Op basis hiervan stelt de gemeente Westland de kassenbouw vrij van de verplichting tot archeologisch vooronderzoek. Voorwaarde is wel dat van bovenstaande technieken met een beperkte bodemverstoring gebruik wordt gemaakt. Kasbouwmethoden waarbij aaneengesloten oppervlaktes worden ontgraven, die de vrijstellingsgrenzen van de betreffende archeologische verwachtingszone overschrijden, kennen geen vrijstelling. Uiteraard voor zover deze werkzaamheden betrekking hebben op de constructie van de kassen zélf. Andere bodemverstorende activiteiten die hiermee samen (kunnen) hangen, zoals bodemverbeteringen, ontgrondingen, waterbergingen en woningbouw blijven in principe vergunningplichtig, en zijn al dan niet onderzoeksplichtig afhankelijk van de door de gemeente Westland gestelde ondergrenzen
3.7.3 Conclusie
Voor het plangebied gelden afhankelijk van de ligging verschillende archeologische waarden in de ondergrond.

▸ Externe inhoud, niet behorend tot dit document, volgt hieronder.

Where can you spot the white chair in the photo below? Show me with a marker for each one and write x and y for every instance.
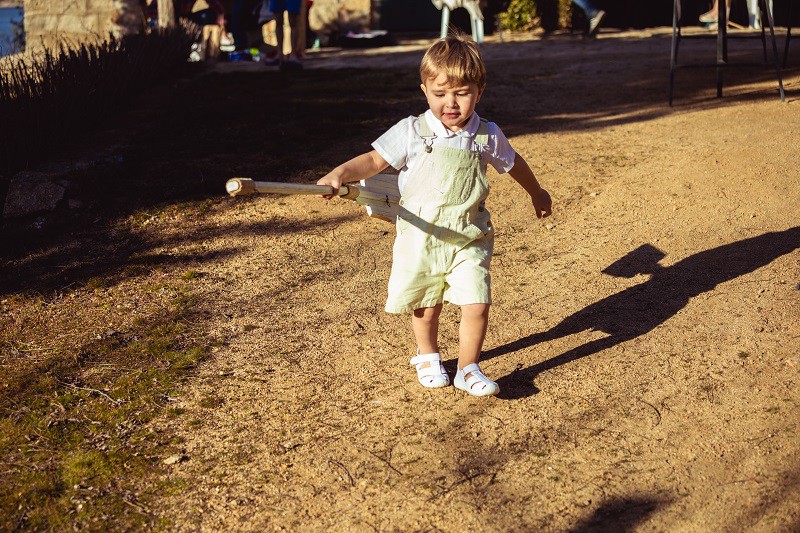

Om deze mogelijk aanwezige waarden te beschermen, zijn nieuwe ontwikkelingen binnen de begrenzing van het bestemmingsplan gebonden aan een omgevingsvergunning voor het bouwen (met uitzondering van kassen), alsmede het uitvoeren van een werk, geen bouwwerk zijnde, of van werkzaamheden voor grondroerende activiteiten.